Skill 4 — Voice-of-customer synthesizer: The assistant clusters interviews, support threads, and NPS verbatims into jobs-to-be-done and pain themes. It proposes opportunity solution tree updates and calls out places where our roadmap diverges from customer signal. That keeps continuous discovery alive in the room—even when time is tight.
Skill 5 — Roadmap and sprint planning co-pilot: After decisions, an agent converts outcomes into scoped backlog items, engineering tasks, and stakeholder updates. It drafts sprint goals, flags dependency risks, and aligns work to objectives. Because it’s grounded in the meeting record, it preserves intent while removing ambiguity.
Under the hood, prompt engineering patterns and guardrails keep these workflows predictable: a retrieval-first pipeline for context, eval-driven development for quality checks, and role-specific prompts for PMs, engineers, and designers. With Claude Code I generate structured diffs and test scaffolds; with Cursor I accelerate code-review summaries; and with codex I bootstrap utility scripts that keep the loop tight between insights and implementation.
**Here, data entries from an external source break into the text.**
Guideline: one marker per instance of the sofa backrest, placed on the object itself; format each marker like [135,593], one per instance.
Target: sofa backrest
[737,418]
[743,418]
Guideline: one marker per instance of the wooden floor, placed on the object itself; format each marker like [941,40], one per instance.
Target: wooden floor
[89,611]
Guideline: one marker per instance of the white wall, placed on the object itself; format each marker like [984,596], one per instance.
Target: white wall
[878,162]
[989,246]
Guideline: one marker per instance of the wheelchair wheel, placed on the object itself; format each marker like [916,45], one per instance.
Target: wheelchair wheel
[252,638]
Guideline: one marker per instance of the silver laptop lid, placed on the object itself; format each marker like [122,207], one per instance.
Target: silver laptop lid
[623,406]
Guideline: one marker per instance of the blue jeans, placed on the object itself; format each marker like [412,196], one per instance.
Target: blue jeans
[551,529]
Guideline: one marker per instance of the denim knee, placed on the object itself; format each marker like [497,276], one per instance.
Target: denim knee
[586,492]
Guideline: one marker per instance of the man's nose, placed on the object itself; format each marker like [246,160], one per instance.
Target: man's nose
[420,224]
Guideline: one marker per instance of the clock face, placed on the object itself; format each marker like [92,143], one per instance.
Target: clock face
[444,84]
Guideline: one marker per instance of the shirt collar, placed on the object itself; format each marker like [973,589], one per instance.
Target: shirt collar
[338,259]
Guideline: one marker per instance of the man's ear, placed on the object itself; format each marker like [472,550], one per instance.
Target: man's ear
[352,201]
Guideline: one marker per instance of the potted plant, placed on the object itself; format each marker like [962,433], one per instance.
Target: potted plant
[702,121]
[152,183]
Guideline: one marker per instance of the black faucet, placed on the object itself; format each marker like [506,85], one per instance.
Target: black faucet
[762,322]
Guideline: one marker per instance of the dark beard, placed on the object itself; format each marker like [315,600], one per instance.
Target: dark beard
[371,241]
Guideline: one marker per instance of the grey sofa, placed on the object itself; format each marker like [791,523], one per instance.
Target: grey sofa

The payoff is tangible: higher decision velocity, fewer meetings to “re-clarify,” and clearer accountability across the product organization. Just as important, governance and privacy-by-design are built in—every agent logs rationale, cites sources, and respects data boundaries—so leaders can scale AI workflows confidently.
If you’re looking to level up your product reviews, start with these five skills, measure impact with Agent Analytics, and iterate. Small automations compound quickly, and the more consistently you run them, the more your team’s attention shifts from preparing content to making better product decisions.
Inspired by this post on Amplitude – Perspectives.